Xpra: Ticket #1781: Refresh bug in certain applications

I finally managed to reliably reproduce this - it's easiest in Firefox and Chrome on https://sfbay.craigslist.org/search/cta (a site for classifieds - this sub-site happens to be for cars, I've gotten it to trigger on the Motorcycles one as well).

My client and server are both Fedora 26 machines running trunk r18661 built from source.

I started my server with: XPRA_BANDWIDTH_DETECTION=0 xpra start :13 --bind-tcp=0.0.0.0: --start-new-commands=yes --start-child=xterm --start-child=google-chrome --start-via-proxy=no --systemd-run=no --no-daemon (running without the bandwidth limits makes it easier to detect) and attached with xpra attach tcp:ip.

Once attached I nagivated to the link I provided above. Just mousing over a few of the ads (and cycling through the photos) is enough to induce a state where the client is constantly repainting. Continued use of this site makes the paints more and more aggressive to the point where it becomes almost impossible to type into the Xterm.

I ran two different sessions - one to get the xpra info of both a fresh and a bugged state. And then a second one with -d refresh, compress enabled. On the second run I got into the bugged state almost instantly - I let it sit for at least 10-20 seconds before trying to stop the session with the Xterm. Hopefully that's enough.

Fri, 02 Mar 2018 17:33:04 GMT - J. Max Mena: attachment set

attachment set to 1781freshinfo.txt

Fresh xpra info

Fri, 02 Mar 2018 17:33:19 GMT - J. Max Mena: attachment set

attachment set to 1781buggedinfo.txt

After stuck in a constant refresh state

Fri, 02 Mar 2018 17:41:19 GMT - J. Max Mena: attachment set

attachment set to 1781refreshcompresstrimmed.log

uncompressed and trimmed log - the first few seconds, and the last few seconds (at the point where it was sitting and not being interacted with)

Fri, 02 Mar 2018 17:41:44 GMT - J. Max Mena: attachment set

attachment set to 1781log.tar

tarball of the entire log - tarred with -caf

Mon, 05 Mar 2018 16:14:32 GMT - Antoine Martin: owner changed

owner changed from Antoine Martin to J. Max Mena

Your log file is empty:

$ tar -xvf 1781log.tar
1781refreshcompress.log
$ ls -la 1781*
-rw-rw-r--. 1 antoine antoine 20480 Mar  3 12:40 1781log.tar
-rw-rw-r--. 1 antoine antoine 10240 Mar  3 00:38 1781refreshcompress.log
$ wc -l 1781refreshcompress.log
0 1781refreshcompress.log

In any case, never put a single file in a tar file. That never does anything useful except increasing the file size, tar is not a compressed format, it is archival format. Use xz instead.
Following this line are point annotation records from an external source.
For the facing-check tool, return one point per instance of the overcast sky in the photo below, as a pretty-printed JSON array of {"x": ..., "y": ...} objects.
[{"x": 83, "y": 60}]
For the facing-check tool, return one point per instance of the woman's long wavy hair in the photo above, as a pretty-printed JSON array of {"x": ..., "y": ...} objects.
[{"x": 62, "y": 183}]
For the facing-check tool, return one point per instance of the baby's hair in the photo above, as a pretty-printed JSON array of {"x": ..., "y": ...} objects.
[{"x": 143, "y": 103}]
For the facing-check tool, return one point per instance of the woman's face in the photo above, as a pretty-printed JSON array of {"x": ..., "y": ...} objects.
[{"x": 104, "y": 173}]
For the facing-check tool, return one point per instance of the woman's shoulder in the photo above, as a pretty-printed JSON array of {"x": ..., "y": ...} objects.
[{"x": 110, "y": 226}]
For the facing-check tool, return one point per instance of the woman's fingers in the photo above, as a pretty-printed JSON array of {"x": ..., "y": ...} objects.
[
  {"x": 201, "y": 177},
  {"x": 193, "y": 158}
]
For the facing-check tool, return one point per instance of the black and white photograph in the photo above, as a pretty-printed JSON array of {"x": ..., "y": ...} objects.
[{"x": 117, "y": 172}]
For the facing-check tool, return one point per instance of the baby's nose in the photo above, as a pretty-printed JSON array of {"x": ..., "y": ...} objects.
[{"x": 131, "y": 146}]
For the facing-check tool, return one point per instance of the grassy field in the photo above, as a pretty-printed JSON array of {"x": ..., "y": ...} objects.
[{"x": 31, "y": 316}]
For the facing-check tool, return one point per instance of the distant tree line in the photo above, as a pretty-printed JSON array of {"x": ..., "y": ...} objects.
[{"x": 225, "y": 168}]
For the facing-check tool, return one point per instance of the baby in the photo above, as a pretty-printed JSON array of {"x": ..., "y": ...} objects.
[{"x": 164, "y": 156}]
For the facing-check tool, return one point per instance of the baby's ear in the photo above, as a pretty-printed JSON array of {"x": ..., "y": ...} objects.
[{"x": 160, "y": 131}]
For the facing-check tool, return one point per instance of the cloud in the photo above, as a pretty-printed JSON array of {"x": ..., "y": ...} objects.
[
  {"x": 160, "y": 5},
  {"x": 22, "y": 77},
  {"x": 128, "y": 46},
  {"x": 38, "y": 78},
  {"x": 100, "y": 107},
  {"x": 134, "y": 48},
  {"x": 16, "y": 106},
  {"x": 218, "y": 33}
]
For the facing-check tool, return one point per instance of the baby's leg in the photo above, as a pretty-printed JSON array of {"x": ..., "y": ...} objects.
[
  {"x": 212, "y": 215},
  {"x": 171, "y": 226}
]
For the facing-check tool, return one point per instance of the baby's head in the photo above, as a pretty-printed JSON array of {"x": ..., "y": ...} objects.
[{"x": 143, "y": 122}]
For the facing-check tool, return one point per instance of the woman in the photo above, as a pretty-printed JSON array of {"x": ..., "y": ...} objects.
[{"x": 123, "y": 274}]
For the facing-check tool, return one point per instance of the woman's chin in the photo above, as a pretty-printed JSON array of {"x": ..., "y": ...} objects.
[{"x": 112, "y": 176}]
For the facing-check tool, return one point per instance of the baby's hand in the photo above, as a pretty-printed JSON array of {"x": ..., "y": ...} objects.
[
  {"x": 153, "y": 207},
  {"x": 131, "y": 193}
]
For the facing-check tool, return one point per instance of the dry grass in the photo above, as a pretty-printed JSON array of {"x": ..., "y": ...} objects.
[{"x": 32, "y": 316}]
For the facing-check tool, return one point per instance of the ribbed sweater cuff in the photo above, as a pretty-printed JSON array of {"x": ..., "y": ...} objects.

As for the log sample attached, it is trimmed just around the time where things got interesting so I don't really know how things got into this state.

Tue, 06 Mar 2018 17:16:58 GMT - J. Max Mena: attachment set

attachment set to 1781log.tar.xz

(properly) compressed full log

Tue, 06 Mar 2018 17:21:02 GMT - J. Max Mena: owner changed

owner changed from J. Max Mena to Antoine Martin

Well I've learned something today:

The a flag on tar will auto use the correct compression based on the name, rather than magically auto-selecting the proper one based on what I assumed it was before

I've properly tarred (and verified that it's correct) the full log from start to finish.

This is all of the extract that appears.